Andreia’s paper on Artificial Moral Agents published

The paper “Perspectives about artificial moral agents” by Andreia Martinho, Adam Poulsen, Maarten Kroesen & Caspar Chorus is now published at AI and Ethics.

Artificial Moral Agents (AMAs) have long been featured in science fiction but recent advances in AI urged the need for a scientific debate about these systems. In this article published by Andreia Martinho, Maarten Kroesen, and Caspar Chorus, ethicists were surveyed on key issues associated with AMAs. In particular, we aim to gain insights about four fundamental questions regarding these systems: (i) Should AMAs be developed? (ii) How to develop AMAs? (iii) Do AMAs have moral agency? and (iv) What will be the moral and societal role of these systems? Five main perspectives were identified.

Perspectives about Artificial Moral Agents

The pursuit of AMAs is complicated. Disputes about the development, design, moral agency, and future projections for these systems have been reported in the literature. This empirical study explores these controversial matters by surveying (AI) Ethics scholars with the aim of establishing a more coherent and informed debate. Using Q-methodology, we show the wide breadth of viewpoints and approaches to artificial morality. Five main perspectives about AMAs emerged from our data and were subsequently interpreted and discussed: (i) Machine Ethics: The Way Forward; (ii) Ethical Verification: Safe and Sufficient; (iii) Morally Uncertain Machines: Human Values to Avoid Moral Dystopia; (iv) Human Exceptionalism: Machines Cannot Moralize; and (v) Machine Objectivism: Machines as Superior Moral Agents.
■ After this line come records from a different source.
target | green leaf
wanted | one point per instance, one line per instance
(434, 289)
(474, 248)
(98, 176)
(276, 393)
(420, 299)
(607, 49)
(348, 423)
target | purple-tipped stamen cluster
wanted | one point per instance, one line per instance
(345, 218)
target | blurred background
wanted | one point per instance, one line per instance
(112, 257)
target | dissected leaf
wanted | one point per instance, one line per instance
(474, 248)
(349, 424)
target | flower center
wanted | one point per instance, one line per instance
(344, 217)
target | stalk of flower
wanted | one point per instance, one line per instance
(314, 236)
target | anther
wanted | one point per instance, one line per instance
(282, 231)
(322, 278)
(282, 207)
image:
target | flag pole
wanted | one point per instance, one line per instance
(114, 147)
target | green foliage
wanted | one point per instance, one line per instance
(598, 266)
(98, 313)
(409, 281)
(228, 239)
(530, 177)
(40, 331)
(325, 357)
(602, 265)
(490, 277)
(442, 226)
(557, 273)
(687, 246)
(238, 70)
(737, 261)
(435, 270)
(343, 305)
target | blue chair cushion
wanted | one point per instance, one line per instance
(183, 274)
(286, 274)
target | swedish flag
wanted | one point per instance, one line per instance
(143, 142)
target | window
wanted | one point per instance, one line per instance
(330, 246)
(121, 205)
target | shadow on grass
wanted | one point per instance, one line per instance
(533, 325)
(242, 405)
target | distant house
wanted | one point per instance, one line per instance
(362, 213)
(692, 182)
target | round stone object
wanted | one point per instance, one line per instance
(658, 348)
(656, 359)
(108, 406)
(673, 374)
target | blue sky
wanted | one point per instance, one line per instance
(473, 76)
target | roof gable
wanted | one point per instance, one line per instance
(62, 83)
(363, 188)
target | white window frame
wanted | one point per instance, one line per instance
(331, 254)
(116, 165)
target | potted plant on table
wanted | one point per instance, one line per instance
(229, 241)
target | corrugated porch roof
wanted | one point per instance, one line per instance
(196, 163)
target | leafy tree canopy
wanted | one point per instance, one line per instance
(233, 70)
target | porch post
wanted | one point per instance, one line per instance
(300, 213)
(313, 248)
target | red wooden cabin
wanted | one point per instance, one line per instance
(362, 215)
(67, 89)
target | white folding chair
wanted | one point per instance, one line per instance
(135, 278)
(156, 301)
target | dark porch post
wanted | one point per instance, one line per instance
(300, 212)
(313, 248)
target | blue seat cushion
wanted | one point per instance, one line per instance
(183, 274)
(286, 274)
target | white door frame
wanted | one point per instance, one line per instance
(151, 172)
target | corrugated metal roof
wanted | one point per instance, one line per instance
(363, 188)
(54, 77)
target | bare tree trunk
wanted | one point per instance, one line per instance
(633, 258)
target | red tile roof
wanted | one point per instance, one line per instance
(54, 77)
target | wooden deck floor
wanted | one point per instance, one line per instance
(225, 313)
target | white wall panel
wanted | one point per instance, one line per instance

A potential source of these differing perspectives is the failure of Machine Ethics to be widely observed or explored as an applied ethic and more than a futuristic end. Our study helps improve the foundations for an informed debate about AMAs, where contrasting views and agreements are disclosed and appreciated. Such debate is crucial to realize an interdisciplinary approach to artificial morality, which allows us to gain insights into morality while also engaging practitioners.